Everybody pulled together in a united cause. How different is that from today, where everyone lives for themselves. That sense of being united for a common cause is unheard of. We fend for ourselves. We don’t dare ask for help from anyone. We try to make it on our own. That’s why the transition to our senior years becomes so difficult. We’re used to relying on ourselves and then it comes to the point where we can’t and we need help. So we feel like a burden. But that’s not what God wants for us. God want us to love and care for each other, all throughout our lives.
We know how to give, because Jesus gave His life for us. The soldiers from the World Wars gave their lives for us. It’s one hundred years today since the First World War ended. My mother-in-law was a five year old girl when the war ended, living on a farm outside of Forest and she used to talk about how she remembered hearing the bells ringing in Forest, signalling the end of the war. What a glorious sound that must have been.

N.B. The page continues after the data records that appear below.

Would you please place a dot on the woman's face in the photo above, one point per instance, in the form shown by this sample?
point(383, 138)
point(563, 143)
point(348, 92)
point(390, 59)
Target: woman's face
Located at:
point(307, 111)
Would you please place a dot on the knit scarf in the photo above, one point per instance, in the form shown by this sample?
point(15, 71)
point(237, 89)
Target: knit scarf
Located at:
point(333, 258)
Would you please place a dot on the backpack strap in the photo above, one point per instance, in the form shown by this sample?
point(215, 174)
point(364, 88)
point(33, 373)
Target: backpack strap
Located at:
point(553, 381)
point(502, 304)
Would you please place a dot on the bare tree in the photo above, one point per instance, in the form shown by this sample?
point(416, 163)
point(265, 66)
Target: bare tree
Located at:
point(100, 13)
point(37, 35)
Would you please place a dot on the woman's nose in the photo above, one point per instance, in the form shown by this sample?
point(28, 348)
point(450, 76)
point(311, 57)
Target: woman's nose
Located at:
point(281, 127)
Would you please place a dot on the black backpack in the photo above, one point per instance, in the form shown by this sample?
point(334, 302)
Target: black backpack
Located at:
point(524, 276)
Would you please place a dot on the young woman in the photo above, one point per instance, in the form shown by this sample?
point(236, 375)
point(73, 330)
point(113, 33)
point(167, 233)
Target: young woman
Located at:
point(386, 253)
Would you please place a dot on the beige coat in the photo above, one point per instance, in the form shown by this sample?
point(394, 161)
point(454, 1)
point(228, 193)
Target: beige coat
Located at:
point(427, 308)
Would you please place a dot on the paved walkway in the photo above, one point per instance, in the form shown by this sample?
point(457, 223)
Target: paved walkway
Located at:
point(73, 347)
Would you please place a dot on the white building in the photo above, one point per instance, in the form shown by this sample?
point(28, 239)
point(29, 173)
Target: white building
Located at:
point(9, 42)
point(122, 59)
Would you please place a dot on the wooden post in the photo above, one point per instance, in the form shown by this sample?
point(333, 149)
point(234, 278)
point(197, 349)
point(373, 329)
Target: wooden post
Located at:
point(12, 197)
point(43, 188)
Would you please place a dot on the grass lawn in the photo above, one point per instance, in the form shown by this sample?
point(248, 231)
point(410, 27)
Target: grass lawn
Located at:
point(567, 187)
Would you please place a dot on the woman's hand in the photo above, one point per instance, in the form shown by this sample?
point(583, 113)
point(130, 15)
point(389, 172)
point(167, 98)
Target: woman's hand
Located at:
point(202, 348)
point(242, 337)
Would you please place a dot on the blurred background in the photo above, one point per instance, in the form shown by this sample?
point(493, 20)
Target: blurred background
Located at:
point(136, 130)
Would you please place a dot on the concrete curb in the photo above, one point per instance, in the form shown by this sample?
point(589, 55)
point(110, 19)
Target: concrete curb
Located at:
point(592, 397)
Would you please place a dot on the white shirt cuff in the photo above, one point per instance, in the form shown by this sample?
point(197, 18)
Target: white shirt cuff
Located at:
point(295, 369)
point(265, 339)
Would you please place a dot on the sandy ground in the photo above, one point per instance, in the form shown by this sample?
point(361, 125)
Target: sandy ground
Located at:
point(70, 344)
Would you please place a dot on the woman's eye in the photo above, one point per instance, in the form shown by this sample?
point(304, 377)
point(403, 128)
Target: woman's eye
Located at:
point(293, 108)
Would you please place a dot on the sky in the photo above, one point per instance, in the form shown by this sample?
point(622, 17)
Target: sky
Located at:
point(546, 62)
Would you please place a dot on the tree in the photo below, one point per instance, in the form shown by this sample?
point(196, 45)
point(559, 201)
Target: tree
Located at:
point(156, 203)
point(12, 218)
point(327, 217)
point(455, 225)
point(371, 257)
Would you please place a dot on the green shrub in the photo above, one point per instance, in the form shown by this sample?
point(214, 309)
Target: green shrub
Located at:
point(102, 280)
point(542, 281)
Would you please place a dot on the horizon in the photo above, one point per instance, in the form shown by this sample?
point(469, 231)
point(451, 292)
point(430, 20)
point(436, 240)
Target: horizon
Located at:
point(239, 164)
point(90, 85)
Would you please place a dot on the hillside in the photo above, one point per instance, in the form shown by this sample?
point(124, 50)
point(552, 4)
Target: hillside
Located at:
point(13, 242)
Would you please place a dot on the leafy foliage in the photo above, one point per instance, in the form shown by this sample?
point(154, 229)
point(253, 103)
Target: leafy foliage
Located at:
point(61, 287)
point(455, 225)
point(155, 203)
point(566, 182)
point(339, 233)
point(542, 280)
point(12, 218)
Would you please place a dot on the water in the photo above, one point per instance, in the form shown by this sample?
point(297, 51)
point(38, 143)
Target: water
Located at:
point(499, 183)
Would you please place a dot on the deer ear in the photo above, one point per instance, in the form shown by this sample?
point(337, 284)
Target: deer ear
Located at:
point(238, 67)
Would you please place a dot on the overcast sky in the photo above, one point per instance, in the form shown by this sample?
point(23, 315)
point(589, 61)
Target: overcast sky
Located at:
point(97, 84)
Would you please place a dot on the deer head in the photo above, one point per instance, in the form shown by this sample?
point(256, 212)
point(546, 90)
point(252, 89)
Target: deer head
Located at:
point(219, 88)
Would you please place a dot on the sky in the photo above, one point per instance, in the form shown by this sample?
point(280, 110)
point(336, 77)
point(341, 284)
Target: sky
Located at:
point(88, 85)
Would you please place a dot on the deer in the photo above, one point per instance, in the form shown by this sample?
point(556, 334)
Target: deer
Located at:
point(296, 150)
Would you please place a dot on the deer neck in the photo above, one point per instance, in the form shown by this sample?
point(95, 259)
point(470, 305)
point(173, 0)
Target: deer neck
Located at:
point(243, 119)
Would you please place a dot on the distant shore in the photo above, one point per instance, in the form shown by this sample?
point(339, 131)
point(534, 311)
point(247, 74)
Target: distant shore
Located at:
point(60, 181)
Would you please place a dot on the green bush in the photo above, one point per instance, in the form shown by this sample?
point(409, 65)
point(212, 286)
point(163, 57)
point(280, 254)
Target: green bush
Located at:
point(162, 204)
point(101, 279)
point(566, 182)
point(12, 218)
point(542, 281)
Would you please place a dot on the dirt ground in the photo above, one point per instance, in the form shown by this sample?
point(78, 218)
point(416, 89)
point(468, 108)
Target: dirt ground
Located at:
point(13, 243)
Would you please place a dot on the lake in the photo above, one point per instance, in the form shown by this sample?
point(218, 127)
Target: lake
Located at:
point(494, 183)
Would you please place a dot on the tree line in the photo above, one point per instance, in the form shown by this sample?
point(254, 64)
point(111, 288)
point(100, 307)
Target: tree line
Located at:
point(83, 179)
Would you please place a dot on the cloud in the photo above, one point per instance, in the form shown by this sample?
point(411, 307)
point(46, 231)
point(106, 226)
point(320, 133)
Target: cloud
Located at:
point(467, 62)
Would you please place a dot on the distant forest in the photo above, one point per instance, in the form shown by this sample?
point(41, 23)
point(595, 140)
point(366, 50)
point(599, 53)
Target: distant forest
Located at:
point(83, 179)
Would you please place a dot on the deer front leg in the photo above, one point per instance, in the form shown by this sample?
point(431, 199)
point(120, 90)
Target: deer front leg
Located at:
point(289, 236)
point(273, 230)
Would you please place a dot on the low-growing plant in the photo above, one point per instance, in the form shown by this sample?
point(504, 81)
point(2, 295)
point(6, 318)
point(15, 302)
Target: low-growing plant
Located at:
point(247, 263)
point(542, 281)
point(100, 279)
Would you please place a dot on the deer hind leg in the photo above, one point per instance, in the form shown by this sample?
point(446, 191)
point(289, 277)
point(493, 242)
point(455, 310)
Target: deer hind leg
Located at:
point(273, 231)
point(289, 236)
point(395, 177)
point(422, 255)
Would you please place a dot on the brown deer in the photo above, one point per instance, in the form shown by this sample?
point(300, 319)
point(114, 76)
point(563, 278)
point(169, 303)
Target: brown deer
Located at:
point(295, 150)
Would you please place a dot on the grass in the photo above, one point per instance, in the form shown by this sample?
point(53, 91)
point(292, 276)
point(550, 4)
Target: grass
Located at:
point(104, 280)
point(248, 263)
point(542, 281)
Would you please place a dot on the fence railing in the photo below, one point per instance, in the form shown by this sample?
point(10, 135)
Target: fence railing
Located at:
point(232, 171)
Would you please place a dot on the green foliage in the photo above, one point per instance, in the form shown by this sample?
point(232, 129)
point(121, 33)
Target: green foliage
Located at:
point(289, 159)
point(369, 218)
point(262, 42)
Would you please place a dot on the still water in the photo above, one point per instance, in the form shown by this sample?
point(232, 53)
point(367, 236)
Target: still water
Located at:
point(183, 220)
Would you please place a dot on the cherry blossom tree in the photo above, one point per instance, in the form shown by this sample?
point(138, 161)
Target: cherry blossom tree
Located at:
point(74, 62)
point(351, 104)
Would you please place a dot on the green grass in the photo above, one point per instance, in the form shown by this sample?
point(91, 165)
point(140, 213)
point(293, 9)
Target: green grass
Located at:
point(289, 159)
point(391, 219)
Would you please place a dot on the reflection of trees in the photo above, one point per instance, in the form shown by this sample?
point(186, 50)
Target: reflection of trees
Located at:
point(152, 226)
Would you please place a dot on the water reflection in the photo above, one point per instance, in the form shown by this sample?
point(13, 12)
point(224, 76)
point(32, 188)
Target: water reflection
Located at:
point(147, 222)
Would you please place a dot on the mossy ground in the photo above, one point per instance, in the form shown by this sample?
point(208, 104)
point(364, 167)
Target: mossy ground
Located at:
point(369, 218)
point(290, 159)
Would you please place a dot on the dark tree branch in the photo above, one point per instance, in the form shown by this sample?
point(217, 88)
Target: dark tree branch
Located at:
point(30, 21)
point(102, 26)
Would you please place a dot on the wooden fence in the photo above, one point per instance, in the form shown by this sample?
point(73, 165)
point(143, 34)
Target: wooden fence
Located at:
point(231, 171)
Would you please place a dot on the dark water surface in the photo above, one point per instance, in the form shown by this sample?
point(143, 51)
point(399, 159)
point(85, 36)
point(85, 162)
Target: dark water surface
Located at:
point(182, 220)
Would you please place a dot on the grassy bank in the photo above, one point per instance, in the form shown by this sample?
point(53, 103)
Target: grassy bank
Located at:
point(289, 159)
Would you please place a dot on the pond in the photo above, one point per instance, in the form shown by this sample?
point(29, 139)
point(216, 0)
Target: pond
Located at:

So today, as we remember those who have fought for our freedom, we give thanks. We give thanks to those still living and we remember with gratitude those who are gone. Among those is my grandpa, John Townsend, who served in the army in the first world war, and my dad, Jack Townsend, who served in the airforce in the second world war. We also remember today’s young veterans, who continue to fight for the freedom of others in the Middle East, many who gave their lives and many who lost limbs. These realities bring the horror of war closer to home. May we show our gratitude as we remember and may we never forget.